In contrast, experiments performed during June through September of 2002 have shown that by lowering the temperature to below TNI, consistent adhesion is achieved without altering the properties of the base laminate. For example, Gore BIAC material, having a 2 mil thickness with 15 um of copper cladding on each side, was utilized. Etching away the copper, the inventors determined that the coefficient of thermal expansion (CTE) was approximately 20 to 25 ppm/° C. as received from the vendor. A thermal mechanical analyser was used to determine the CTE in various locations on a panel that measured approximately 13×18 inches. The CTE was measured in both x-coordinate and y-coordinate directions (i.e., in the two directions that are perpendicular to the thickness direction of the BIAC layer and also perpendicular to each other). Both a film-fiber configuration and a more conventional contacting probe were used to make these measurements.
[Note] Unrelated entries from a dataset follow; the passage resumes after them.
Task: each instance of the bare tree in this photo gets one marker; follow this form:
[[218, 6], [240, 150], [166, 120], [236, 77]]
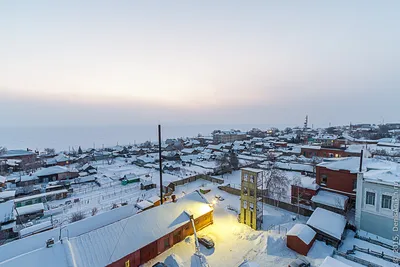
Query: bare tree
[[77, 216], [3, 150], [299, 195], [4, 235], [224, 164], [314, 162], [110, 160], [233, 160], [94, 211], [276, 183], [50, 151]]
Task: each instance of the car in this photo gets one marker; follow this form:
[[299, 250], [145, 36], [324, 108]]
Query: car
[[160, 264], [299, 263], [219, 198], [206, 241]]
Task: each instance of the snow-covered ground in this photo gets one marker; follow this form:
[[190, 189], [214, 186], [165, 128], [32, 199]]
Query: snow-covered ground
[[235, 242], [89, 196]]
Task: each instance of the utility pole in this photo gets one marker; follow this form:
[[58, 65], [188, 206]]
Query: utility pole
[[159, 155]]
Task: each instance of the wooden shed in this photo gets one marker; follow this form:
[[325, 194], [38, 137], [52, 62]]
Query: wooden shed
[[300, 238], [328, 225]]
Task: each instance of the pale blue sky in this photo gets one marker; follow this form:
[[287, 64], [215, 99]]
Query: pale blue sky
[[213, 62]]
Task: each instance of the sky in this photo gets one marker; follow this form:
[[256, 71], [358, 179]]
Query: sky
[[199, 62]]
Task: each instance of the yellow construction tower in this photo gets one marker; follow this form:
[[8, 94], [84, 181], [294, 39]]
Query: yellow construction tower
[[251, 204]]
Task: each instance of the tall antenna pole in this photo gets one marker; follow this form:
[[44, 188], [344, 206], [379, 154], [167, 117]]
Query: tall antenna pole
[[159, 155]]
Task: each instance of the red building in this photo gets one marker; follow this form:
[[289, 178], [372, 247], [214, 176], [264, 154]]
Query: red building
[[304, 194], [339, 176], [300, 238], [322, 152]]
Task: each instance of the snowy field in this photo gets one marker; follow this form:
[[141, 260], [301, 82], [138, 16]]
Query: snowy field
[[235, 242], [234, 179], [89, 196]]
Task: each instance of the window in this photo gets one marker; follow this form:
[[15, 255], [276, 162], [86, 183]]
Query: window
[[252, 178], [370, 198], [252, 192], [324, 179], [166, 242], [386, 202], [244, 190], [354, 185]]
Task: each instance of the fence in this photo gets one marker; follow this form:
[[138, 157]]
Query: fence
[[375, 242], [272, 202], [356, 259], [381, 255], [197, 177]]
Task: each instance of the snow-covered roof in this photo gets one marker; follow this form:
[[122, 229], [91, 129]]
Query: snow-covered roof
[[7, 194], [85, 179], [41, 195], [331, 262], [30, 209], [146, 159], [29, 177], [57, 255], [16, 153], [215, 147], [83, 174], [295, 166], [383, 176], [252, 170], [330, 199], [51, 171], [328, 222], [352, 164], [356, 148], [187, 150], [153, 199], [35, 228], [311, 147], [108, 244], [249, 264], [144, 205], [14, 252], [7, 211], [302, 231]]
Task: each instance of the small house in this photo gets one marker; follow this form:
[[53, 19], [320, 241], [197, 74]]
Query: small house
[[144, 205], [155, 200], [300, 238], [30, 212], [7, 195], [7, 219], [331, 262], [328, 225], [147, 185], [330, 201]]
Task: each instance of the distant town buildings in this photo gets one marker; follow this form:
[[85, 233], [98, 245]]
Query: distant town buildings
[[251, 204], [228, 136]]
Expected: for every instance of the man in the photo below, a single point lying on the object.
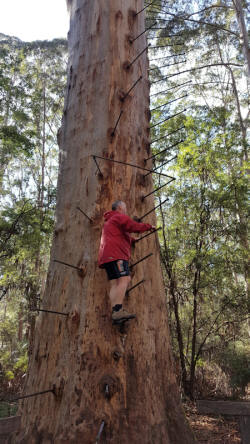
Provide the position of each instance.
(114, 253)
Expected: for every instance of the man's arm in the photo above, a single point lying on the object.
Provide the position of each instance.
(131, 226)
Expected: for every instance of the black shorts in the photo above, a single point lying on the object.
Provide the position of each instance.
(117, 269)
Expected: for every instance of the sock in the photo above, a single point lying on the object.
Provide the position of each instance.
(117, 307)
After characterizing the properties of individual plies of the LCP, multi-ply laminates were prepared. The laminates comprised 4 ply and 6 ply thick composites formed using the Gore BIAC material, from which the copper cladding had been etched away. The parts were subjected to a lamination process that involved heating to 560° F. at a heatup rate of 15° F. per minute, next followed by a dwell time of approximately 20 to 30 minutes, and then followed by cooling at approximately 20° F. per minute to room temperature. Dwell time is defined herein, including in the claims, as a time interval during which the part being laminated is subjected to the highest temperature (within a reasonable temperature tolerance of said highest temperature due to statistical scatter and other minor variations) that the part experiences during the entire lamination process, said entire lamination process including all processing steps. Note that the maximum temperature of 560° F. is less that the liquid crystal transition temperature (assumed herein to be essentially the same as TNI) of 635° F. of the Gore BIAC material. The lamination was accomplished using a flat bed press with electrically heated steel platens. The pressure was maintained at 2500 psi throughout the processing. Stainless steel planishing plates and copper release sheets were employed, as well as interleaving layers of polytetrafluoroethylene (PTFE) and copper to make a press pad above and below the tooling. Upon removal from the press, the inventors found no evidence of dielectric squeeze out at the edges of the laminate.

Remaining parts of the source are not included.